Former FERC Commissioner Tony Clark, attending the NARUC conference, said FERC is in the position of the Dutch boy in the children’s story who stuck his finger into a hole in a dike to stop water from pouring through. Except that FERC doesn’t have enough fingers, he added.

“States are creating more and more subsidies and solutions to try to pick the resources they want,” he said. “At some point, if it keeps going on the trajectory it’s on now and FERC is trying to maintain some sort of pricing integrity in the market, eventually you probably reach a point where the capacity construct comes apart.

“I don’t mean that capacity markets will go away altogether, but the [daily] energy market will be where the bulk of the money goes to pay for generation,” he said.

Anthony O’Donnell, member of the Maryland Public Service Commission, told the panel, “States are never going to cede their sovereign authority” to PJM or FERC.

As if to underscore his point, a collection of 21 Capitol Hill lawmakers, mostly Democrats from states under the PJM umbrella, wrote to the grid operator last week urging it to delay the 2021 capacity auction until a more durable consensus emerges.

The letter marks the second such intervention from Democrats upset with the changes to the proposal (Greenwire, Jan. 29).

“Giving states in your network a year to understand how this decision will impact them will help mitigate any disruption to the capacity market,” the lawmakers said. “It will also give FERC time to respond to your recent request that they reconsider parts of their decision.”

The letter was led by Sen. Tammy Duckworth (D-Ill.) and Rep. Cheri Bustos (D-Ill.), both from the state with a zero-emission credit program to boost nuclear that has been cited as a key example of the motivation for FERC to undercut state-backed energy sources.

Collapse coming?

In an analysis made public last week, S&P Global Market Intelligence noted PJM’s capacity market “could see a collapse in pricing if four states with aggressive climate goals choose to leave that market in response to rule changes aimed at countering the impact of state subsidies for clean energy resources.”

PJM’s rules allow states to exit the future market while remaining in the real-time bidding to supply current electricity demand. If they quit the capacity market, states would have to purchase future capacity commitments through contracts with generators, the analysts noted.

The S&P analysts cited a report by ICF International predicting that if no states left the capacity market, prices in PJM for future energy supplies would increase 25% to 30%. But if Maryland, Virginia, Illinois and New Jersey abandoned the capacity market, PJM capacity prices could fall by the same amount, ICF reported.

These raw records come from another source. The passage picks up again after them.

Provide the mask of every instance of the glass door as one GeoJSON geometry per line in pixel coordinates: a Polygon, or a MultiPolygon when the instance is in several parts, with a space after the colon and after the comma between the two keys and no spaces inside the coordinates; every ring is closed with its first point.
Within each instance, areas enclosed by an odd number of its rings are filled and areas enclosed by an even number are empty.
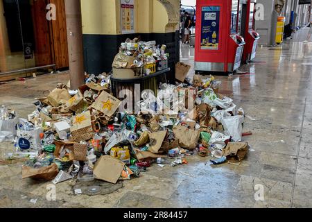
{"type": "Polygon", "coordinates": [[[61,43],[54,38],[67,35],[66,28],[55,28],[59,21],[46,18],[51,1],[0,0],[0,80],[48,73],[55,67],[54,50],[61,43]]]}

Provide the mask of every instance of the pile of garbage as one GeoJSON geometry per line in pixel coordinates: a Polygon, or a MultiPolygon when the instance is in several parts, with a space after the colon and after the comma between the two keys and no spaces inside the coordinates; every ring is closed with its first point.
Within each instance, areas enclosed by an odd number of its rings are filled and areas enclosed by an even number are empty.
{"type": "MultiPolygon", "coordinates": [[[[127,40],[113,67],[167,60],[165,46],[155,45],[127,40]],[[124,62],[122,55],[134,60],[124,62]]],[[[211,157],[213,164],[239,164],[248,152],[248,144],[241,142],[244,111],[218,93],[220,83],[212,76],[161,84],[157,96],[142,94],[137,112],[121,108],[111,94],[110,75],[85,77],[76,91],[58,84],[46,97],[37,98],[27,119],[0,109],[0,142],[14,141],[16,147],[7,157],[28,157],[23,178],[116,184],[139,177],[153,164],[177,167],[199,155],[211,157]]]]}
{"type": "Polygon", "coordinates": [[[214,164],[239,164],[247,154],[248,144],[241,142],[243,110],[218,93],[214,76],[196,75],[192,85],[162,84],[158,96],[167,102],[148,95],[137,114],[120,112],[121,101],[110,94],[109,82],[105,74],[86,76],[78,92],[58,84],[37,99],[28,119],[1,108],[0,138],[14,137],[15,155],[29,157],[23,178],[116,183],[139,177],[153,163],[176,166],[198,155],[213,157],[214,164]],[[178,99],[192,94],[193,101],[177,100],[174,92],[178,99]],[[155,113],[159,108],[170,111],[155,113]]]}
{"type": "Polygon", "coordinates": [[[138,76],[148,76],[168,68],[169,54],[165,52],[166,49],[166,45],[157,45],[155,41],[146,42],[139,38],[127,39],[121,43],[115,56],[113,69],[132,69],[138,76]]]}

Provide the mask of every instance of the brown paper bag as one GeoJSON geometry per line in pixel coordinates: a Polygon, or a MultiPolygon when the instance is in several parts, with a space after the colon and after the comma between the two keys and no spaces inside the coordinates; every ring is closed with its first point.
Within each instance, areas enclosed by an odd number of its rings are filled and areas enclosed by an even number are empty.
{"type": "Polygon", "coordinates": [[[179,146],[184,148],[193,150],[196,148],[199,134],[198,130],[190,130],[185,126],[176,126],[173,128],[175,138],[179,141],[179,146]]]}
{"type": "Polygon", "coordinates": [[[141,135],[138,140],[135,141],[134,144],[137,146],[141,146],[146,144],[150,140],[150,137],[148,135],[148,132],[144,131],[141,135]]]}
{"type": "Polygon", "coordinates": [[[175,78],[183,83],[190,69],[191,66],[189,65],[180,62],[177,62],[175,65],[175,78]]]}
{"type": "Polygon", "coordinates": [[[88,107],[88,104],[83,100],[83,96],[79,92],[66,102],[65,107],[71,111],[80,113],[88,107]]]}
{"type": "Polygon", "coordinates": [[[208,127],[211,110],[210,106],[207,104],[202,103],[198,107],[196,121],[200,123],[200,127],[208,127]]]}
{"type": "Polygon", "coordinates": [[[248,143],[232,143],[227,144],[223,151],[223,156],[227,157],[227,160],[231,162],[240,162],[248,153],[248,143]]]}
{"type": "Polygon", "coordinates": [[[205,77],[202,75],[194,75],[193,84],[197,87],[201,86],[204,83],[202,83],[203,78],[205,78],[205,77]]]}
{"type": "Polygon", "coordinates": [[[216,130],[218,128],[218,123],[216,120],[212,117],[210,117],[210,121],[208,123],[208,127],[211,128],[213,130],[216,130]]]}
{"type": "Polygon", "coordinates": [[[167,135],[167,131],[159,131],[152,133],[150,134],[150,148],[148,151],[153,153],[158,153],[159,150],[162,147],[164,139],[167,135]]]}
{"type": "Polygon", "coordinates": [[[121,103],[120,100],[103,91],[91,107],[110,117],[115,113],[121,103]]]}
{"type": "Polygon", "coordinates": [[[53,89],[48,96],[49,102],[54,107],[59,107],[71,98],[66,88],[53,89]]]}
{"type": "Polygon", "coordinates": [[[72,123],[71,133],[75,142],[86,141],[93,137],[94,133],[91,122],[90,111],[73,117],[72,123]]]}
{"type": "Polygon", "coordinates": [[[39,180],[52,180],[58,173],[58,167],[55,164],[51,166],[35,169],[26,166],[21,168],[23,179],[31,178],[39,180]]]}
{"type": "Polygon", "coordinates": [[[53,154],[56,159],[62,161],[62,160],[60,157],[60,154],[61,153],[63,148],[67,148],[71,151],[69,153],[69,159],[68,160],[68,161],[73,161],[73,160],[75,160],[75,156],[73,154],[73,142],[69,141],[54,139],[54,144],[55,144],[55,150],[54,151],[53,154]]]}
{"type": "Polygon", "coordinates": [[[154,117],[148,121],[148,127],[150,128],[153,132],[156,132],[159,129],[159,124],[156,119],[156,117],[154,117]]]}

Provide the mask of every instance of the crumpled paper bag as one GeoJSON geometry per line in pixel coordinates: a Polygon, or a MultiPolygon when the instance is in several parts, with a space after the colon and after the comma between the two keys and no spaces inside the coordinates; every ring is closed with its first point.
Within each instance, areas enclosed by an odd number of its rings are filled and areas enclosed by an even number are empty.
{"type": "Polygon", "coordinates": [[[68,92],[67,89],[56,88],[48,95],[49,102],[54,107],[59,107],[62,104],[65,104],[71,99],[71,96],[68,92]]]}
{"type": "Polygon", "coordinates": [[[173,128],[175,138],[179,141],[179,146],[182,148],[193,150],[196,148],[199,134],[198,130],[190,130],[182,126],[173,128]]]}
{"type": "Polygon", "coordinates": [[[58,167],[55,164],[52,165],[35,169],[26,166],[21,168],[21,175],[23,179],[31,178],[38,180],[52,180],[58,173],[58,167]]]}

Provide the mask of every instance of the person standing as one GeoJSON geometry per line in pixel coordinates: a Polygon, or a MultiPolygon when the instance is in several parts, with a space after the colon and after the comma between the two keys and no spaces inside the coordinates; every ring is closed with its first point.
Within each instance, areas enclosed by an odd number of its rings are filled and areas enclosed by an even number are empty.
{"type": "Polygon", "coordinates": [[[191,25],[192,24],[191,16],[188,12],[185,12],[185,17],[187,17],[184,22],[184,40],[183,43],[188,44],[189,43],[189,28],[191,28],[191,25]]]}
{"type": "Polygon", "coordinates": [[[309,27],[308,35],[306,36],[306,40],[303,42],[304,43],[308,43],[310,41],[311,35],[312,35],[312,25],[311,22],[308,27],[309,27]]]}

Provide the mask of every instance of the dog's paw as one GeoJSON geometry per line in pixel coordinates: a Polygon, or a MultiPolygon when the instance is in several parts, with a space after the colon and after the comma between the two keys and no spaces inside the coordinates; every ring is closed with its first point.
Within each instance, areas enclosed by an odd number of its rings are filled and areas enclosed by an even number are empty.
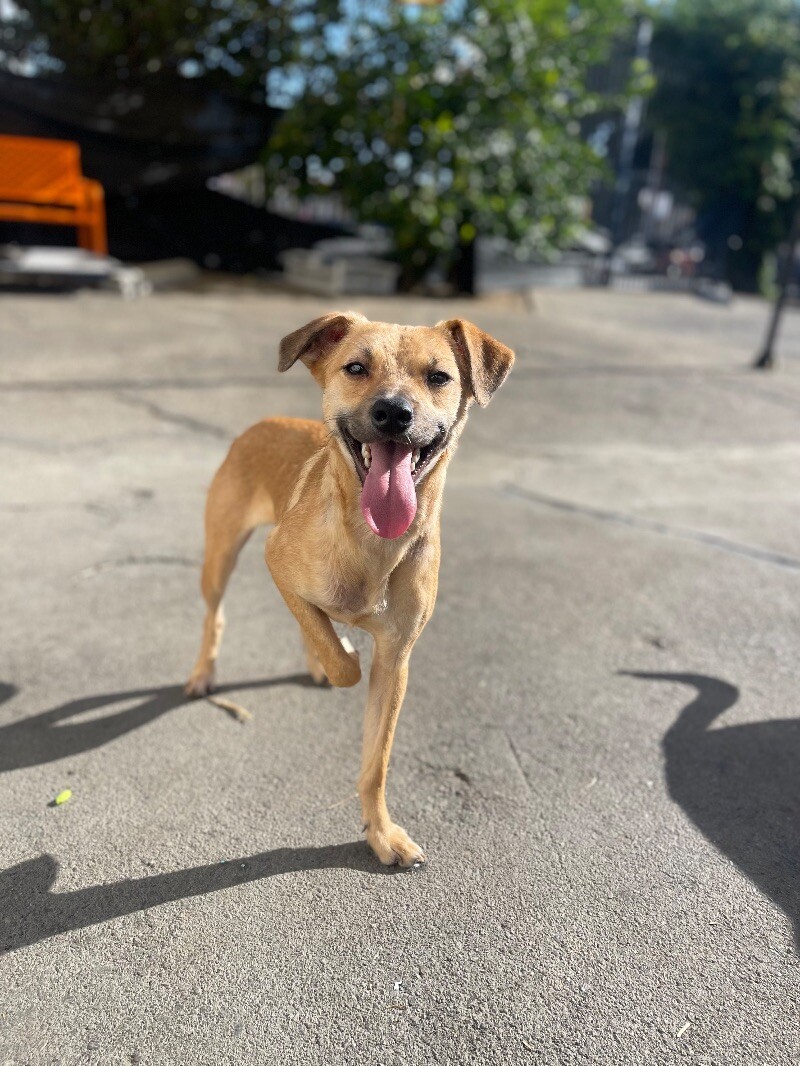
{"type": "Polygon", "coordinates": [[[322,666],[322,663],[316,656],[307,655],[305,657],[306,665],[308,666],[308,673],[311,675],[311,680],[315,684],[330,684],[327,680],[327,674],[322,666]]]}
{"type": "Polygon", "coordinates": [[[418,866],[425,862],[425,853],[415,844],[405,829],[389,822],[381,829],[367,827],[367,843],[385,866],[418,866]]]}
{"type": "Polygon", "coordinates": [[[214,672],[212,669],[196,669],[183,687],[183,692],[192,699],[198,699],[201,696],[207,696],[213,687],[214,672]]]}

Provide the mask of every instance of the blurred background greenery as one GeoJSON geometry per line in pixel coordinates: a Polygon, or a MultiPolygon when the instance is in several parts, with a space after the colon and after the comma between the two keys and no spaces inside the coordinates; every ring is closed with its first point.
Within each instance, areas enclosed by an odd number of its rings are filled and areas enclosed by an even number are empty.
{"type": "Polygon", "coordinates": [[[53,129],[73,120],[87,173],[106,166],[93,176],[111,199],[112,251],[116,239],[126,258],[137,258],[131,217],[151,236],[177,227],[167,252],[241,270],[375,224],[403,289],[435,276],[474,291],[485,239],[517,261],[579,251],[605,264],[595,279],[705,272],[755,291],[772,282],[789,230],[796,0],[0,0],[0,17],[11,79],[0,132],[30,131],[20,80],[62,84],[49,118],[53,129]],[[189,88],[249,120],[263,112],[260,127],[231,134],[247,140],[246,171],[236,159],[231,177],[222,152],[194,175],[178,164],[171,174],[170,144],[177,154],[193,128],[196,155],[208,125],[208,108],[177,106],[189,88]],[[94,162],[103,135],[148,140],[161,169],[138,178],[126,164],[126,183],[109,144],[94,162]],[[199,181],[214,176],[218,194],[269,211],[268,224],[204,198],[199,181]],[[249,253],[237,259],[219,232],[204,253],[175,221],[181,204],[205,225],[218,213],[220,231],[243,227],[249,253]],[[318,228],[282,229],[289,217],[318,228]]]}

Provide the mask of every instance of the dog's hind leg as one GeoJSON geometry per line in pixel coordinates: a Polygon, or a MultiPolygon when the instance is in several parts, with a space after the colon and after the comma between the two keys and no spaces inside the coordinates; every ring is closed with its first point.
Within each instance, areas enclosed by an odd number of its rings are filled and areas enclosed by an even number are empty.
{"type": "Polygon", "coordinates": [[[189,696],[205,696],[213,688],[214,665],[225,628],[222,597],[239,552],[253,530],[274,520],[272,502],[266,494],[249,499],[240,489],[241,486],[231,485],[229,478],[218,474],[208,494],[206,552],[201,579],[206,618],[197,662],[186,685],[189,696]]]}

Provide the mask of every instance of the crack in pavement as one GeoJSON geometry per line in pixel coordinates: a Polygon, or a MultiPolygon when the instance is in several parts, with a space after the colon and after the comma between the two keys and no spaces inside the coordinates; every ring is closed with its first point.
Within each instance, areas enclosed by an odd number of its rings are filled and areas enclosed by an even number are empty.
{"type": "Polygon", "coordinates": [[[84,566],[82,570],[78,570],[75,577],[83,580],[94,578],[98,574],[105,574],[107,570],[122,570],[129,566],[191,566],[194,568],[199,567],[199,565],[196,559],[190,559],[188,555],[126,555],[124,559],[110,559],[101,563],[92,563],[91,566],[84,566]]]}
{"type": "Polygon", "coordinates": [[[204,422],[198,418],[192,418],[191,415],[179,415],[176,411],[167,410],[166,407],[162,407],[153,400],[145,400],[144,397],[133,397],[125,392],[115,392],[114,399],[118,400],[119,403],[127,404],[129,407],[139,407],[160,422],[178,425],[183,430],[189,430],[190,433],[202,433],[206,436],[215,437],[218,440],[234,439],[234,434],[228,433],[221,425],[214,425],[213,422],[204,422]]]}
{"type": "Polygon", "coordinates": [[[535,503],[553,511],[563,511],[566,514],[580,515],[583,518],[594,518],[597,521],[610,522],[615,526],[627,526],[630,529],[646,530],[649,533],[657,533],[660,536],[673,537],[678,540],[693,540],[703,544],[717,551],[724,551],[730,555],[740,555],[745,559],[752,559],[758,563],[769,563],[771,566],[780,566],[787,570],[800,570],[800,559],[796,555],[785,555],[778,551],[770,551],[767,548],[756,548],[754,545],[742,544],[738,540],[730,540],[727,537],[717,533],[706,533],[703,530],[694,530],[685,526],[671,526],[669,522],[661,522],[655,518],[644,518],[640,515],[630,515],[622,511],[607,511],[604,507],[592,507],[583,503],[575,503],[572,500],[562,500],[555,496],[547,496],[544,492],[537,492],[532,489],[522,488],[519,485],[506,484],[502,487],[506,495],[527,503],[535,503]]]}

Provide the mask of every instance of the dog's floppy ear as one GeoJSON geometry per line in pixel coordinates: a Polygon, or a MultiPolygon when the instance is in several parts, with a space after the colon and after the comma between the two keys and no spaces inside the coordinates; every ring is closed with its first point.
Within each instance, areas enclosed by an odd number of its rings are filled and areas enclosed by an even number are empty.
{"type": "Polygon", "coordinates": [[[439,322],[437,328],[447,334],[473,395],[481,407],[485,407],[492,393],[506,381],[514,362],[514,353],[464,319],[439,322]]]}
{"type": "Polygon", "coordinates": [[[321,355],[338,344],[356,322],[367,321],[357,311],[331,311],[315,319],[281,341],[277,369],[282,372],[288,370],[298,359],[310,367],[321,355]]]}

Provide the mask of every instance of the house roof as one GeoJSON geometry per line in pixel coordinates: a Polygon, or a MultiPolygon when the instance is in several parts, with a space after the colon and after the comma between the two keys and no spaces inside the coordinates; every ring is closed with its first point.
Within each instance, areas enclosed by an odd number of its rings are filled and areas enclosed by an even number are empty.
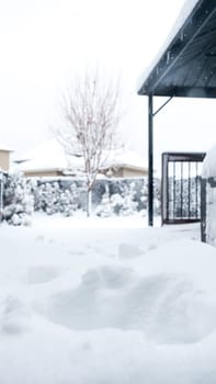
{"type": "Polygon", "coordinates": [[[187,0],[139,94],[216,98],[216,1],[187,0]]]}
{"type": "Polygon", "coordinates": [[[45,140],[32,150],[20,155],[14,162],[21,171],[65,170],[71,165],[77,169],[81,161],[76,156],[66,156],[62,146],[56,140],[45,140]]]}
{"type": "MultiPolygon", "coordinates": [[[[143,157],[129,150],[112,150],[107,156],[104,154],[104,158],[103,168],[128,167],[145,170],[143,157]]],[[[56,139],[41,143],[34,149],[19,156],[14,162],[15,169],[21,171],[83,170],[82,157],[67,156],[56,139]]]]}
{"type": "Polygon", "coordinates": [[[12,153],[12,151],[13,151],[12,149],[10,149],[9,147],[7,147],[5,145],[1,145],[1,144],[0,144],[0,150],[3,150],[3,151],[5,151],[5,153],[12,153]]]}

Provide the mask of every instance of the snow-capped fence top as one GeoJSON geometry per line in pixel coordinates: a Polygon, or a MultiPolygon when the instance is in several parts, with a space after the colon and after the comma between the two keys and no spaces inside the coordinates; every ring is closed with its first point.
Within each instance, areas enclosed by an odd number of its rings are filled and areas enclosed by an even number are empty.
{"type": "Polygon", "coordinates": [[[216,246],[216,145],[205,157],[202,171],[202,240],[216,246]]]}

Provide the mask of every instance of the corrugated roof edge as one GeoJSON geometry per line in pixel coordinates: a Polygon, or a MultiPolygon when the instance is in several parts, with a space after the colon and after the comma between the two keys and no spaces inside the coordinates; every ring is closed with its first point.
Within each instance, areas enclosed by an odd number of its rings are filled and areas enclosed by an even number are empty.
{"type": "Polygon", "coordinates": [[[136,83],[136,92],[138,94],[141,94],[140,91],[141,91],[144,82],[147,80],[148,76],[154,70],[154,68],[156,67],[157,63],[160,60],[161,56],[163,55],[164,50],[169,47],[169,45],[171,44],[171,42],[175,37],[177,33],[179,32],[179,30],[183,26],[183,24],[185,23],[186,19],[189,18],[189,15],[192,13],[193,9],[196,7],[196,4],[200,1],[201,0],[185,0],[184,4],[183,4],[183,7],[182,7],[182,9],[180,11],[180,14],[177,18],[175,23],[173,24],[173,27],[171,29],[168,37],[166,38],[164,44],[162,45],[162,47],[160,48],[159,53],[156,55],[156,57],[151,61],[151,64],[138,77],[137,83],[136,83]]]}

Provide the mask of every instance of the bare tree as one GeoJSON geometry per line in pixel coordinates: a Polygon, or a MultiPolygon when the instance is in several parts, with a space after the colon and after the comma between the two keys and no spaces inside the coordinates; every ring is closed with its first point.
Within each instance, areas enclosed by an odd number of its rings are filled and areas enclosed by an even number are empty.
{"type": "Polygon", "coordinates": [[[56,137],[66,153],[83,158],[87,178],[87,214],[91,213],[91,194],[99,170],[116,144],[120,121],[120,81],[105,79],[98,70],[77,77],[62,98],[65,124],[56,137]]]}

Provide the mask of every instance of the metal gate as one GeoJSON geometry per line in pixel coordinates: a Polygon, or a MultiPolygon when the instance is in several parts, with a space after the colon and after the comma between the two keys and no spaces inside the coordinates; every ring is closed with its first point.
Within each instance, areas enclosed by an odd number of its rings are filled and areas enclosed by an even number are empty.
{"type": "Polygon", "coordinates": [[[201,170],[205,153],[162,154],[162,224],[201,221],[201,170]]]}

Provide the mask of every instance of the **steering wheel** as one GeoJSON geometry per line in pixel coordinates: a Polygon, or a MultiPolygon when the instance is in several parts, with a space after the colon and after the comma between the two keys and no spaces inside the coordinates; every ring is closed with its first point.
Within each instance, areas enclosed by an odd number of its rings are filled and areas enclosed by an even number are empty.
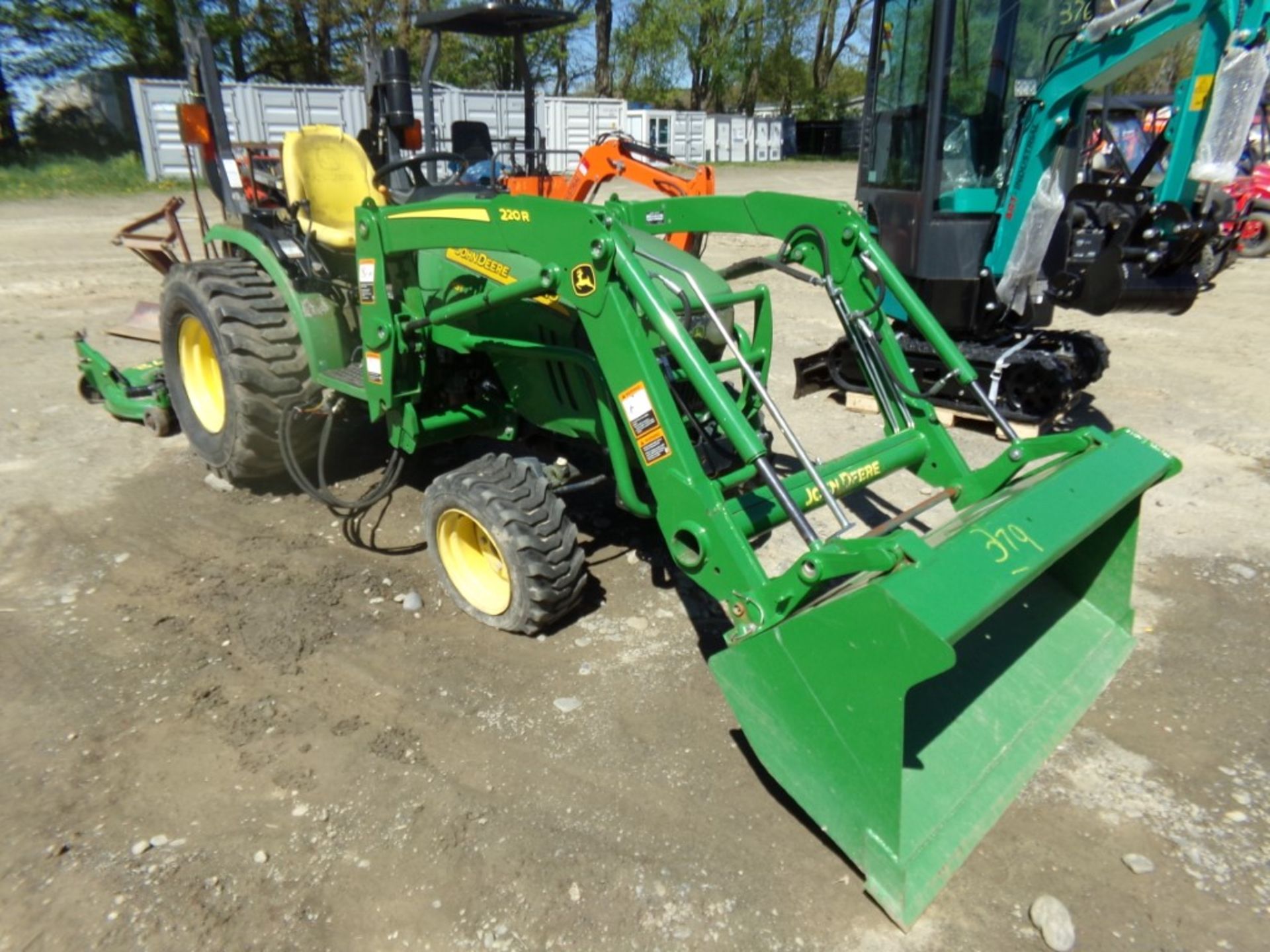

PJM executive Asim Haque, another panel member, said the organization was churning away to produce the implementation plan for the minimum offer price rule that FERC requires. But defections from the capacity market would not shake the organization, he added.

“We are talking about a portion of a portion of a portion of the overall PJM value proposition,” he said.

Tezak said there is a fix available to Congress. “Ideally, if there was a national price on carbon, that would solve the problem, but we don’t look to be heading in that direction anytime soon,” she told the audience. Instead, among PJM’s 13 member states and the District of Columbia, there are 14 different opinions about what to do.

“The devil is in the details. Pardon me if I don’t hold my breath,” she said.